Whereas the global user data reflects readability for users with
like attributes, the language-specific data reflects readability of
a particular language in general and is generated from users with
varied attributes across a plurality of disparate user groups as
defined by the attributes and types of texts that are collected to
form the corpus used. Vocabulary module 210 can determine a
difficulty level of each word within the corpus of text. In one
aspect, the difficulty level can be determined according to
frequency of appearance of each respective word within the
corpus.
[0039] In any case, vocabulary module 210 can process the
readability data and generate vocabulary level 220 for the user.

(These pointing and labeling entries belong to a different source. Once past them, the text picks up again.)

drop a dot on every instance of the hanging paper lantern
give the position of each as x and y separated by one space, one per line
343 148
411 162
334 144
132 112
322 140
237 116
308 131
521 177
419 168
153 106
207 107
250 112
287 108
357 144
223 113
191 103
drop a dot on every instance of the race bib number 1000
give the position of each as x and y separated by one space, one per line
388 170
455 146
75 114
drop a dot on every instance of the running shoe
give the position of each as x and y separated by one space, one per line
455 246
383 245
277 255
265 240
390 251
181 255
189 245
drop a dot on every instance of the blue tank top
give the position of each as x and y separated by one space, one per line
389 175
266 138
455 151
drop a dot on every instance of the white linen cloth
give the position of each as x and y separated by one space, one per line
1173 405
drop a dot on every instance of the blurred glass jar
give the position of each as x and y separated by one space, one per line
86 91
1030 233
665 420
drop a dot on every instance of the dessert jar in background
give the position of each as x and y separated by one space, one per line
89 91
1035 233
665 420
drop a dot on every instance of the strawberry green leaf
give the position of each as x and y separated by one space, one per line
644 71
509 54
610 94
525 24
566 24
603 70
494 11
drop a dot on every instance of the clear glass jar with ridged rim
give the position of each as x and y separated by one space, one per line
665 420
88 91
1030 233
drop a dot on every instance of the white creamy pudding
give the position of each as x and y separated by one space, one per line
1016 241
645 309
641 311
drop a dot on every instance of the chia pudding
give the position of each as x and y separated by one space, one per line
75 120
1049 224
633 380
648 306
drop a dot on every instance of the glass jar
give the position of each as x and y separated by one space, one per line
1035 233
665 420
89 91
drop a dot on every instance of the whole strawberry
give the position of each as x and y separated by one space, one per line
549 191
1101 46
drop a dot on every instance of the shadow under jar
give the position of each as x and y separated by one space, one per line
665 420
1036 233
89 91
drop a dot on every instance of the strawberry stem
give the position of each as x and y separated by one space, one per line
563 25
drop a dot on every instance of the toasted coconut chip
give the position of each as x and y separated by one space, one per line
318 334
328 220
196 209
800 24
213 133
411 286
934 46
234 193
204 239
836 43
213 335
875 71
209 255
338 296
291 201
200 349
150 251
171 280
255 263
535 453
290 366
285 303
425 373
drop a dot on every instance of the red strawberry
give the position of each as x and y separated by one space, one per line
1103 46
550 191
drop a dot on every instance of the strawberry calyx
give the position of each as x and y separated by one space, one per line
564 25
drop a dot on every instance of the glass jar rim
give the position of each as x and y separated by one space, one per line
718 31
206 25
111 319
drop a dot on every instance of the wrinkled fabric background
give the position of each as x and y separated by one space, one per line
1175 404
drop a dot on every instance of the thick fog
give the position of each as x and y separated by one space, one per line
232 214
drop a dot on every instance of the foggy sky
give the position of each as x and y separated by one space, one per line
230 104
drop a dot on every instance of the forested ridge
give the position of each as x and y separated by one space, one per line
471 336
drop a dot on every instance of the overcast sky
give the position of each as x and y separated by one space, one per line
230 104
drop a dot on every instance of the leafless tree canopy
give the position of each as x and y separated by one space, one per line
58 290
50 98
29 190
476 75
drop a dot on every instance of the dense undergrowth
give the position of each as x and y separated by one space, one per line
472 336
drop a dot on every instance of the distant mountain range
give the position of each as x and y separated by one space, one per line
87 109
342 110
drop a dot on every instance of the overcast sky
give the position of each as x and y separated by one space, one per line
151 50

Vocabulary module 210, for example, can generate vocabulary level
220 as a function of the user-specific data, the global user data,
and the language-specific data. Accordingly, vocabulary level 220
is user-specific and is language-specific. In the event that the
user understands a second and different language, a further
vocabulary level for the second language can be calculated. It
should be appreciated that the readability data used will be
specific for the second language.
[0040] The offline processing can take place prior to any
processing of a document for purposes of readability. Processing a
document for readability in accordance with vocabulary level 220 of
the user takes place during online processing. As shown, document
processor 215 can receive a document 225 and vocabulary level 220
as input. Document processor 215 can perform any of a variety of
different operations including, for example, generating a
simplified version of document 225 shown as simplified document 230
in FIG. 2. Other operations can include paraphrasing one or more
words of the document. As noted, the paraphrased versions of the
words can be in the same or in a different language.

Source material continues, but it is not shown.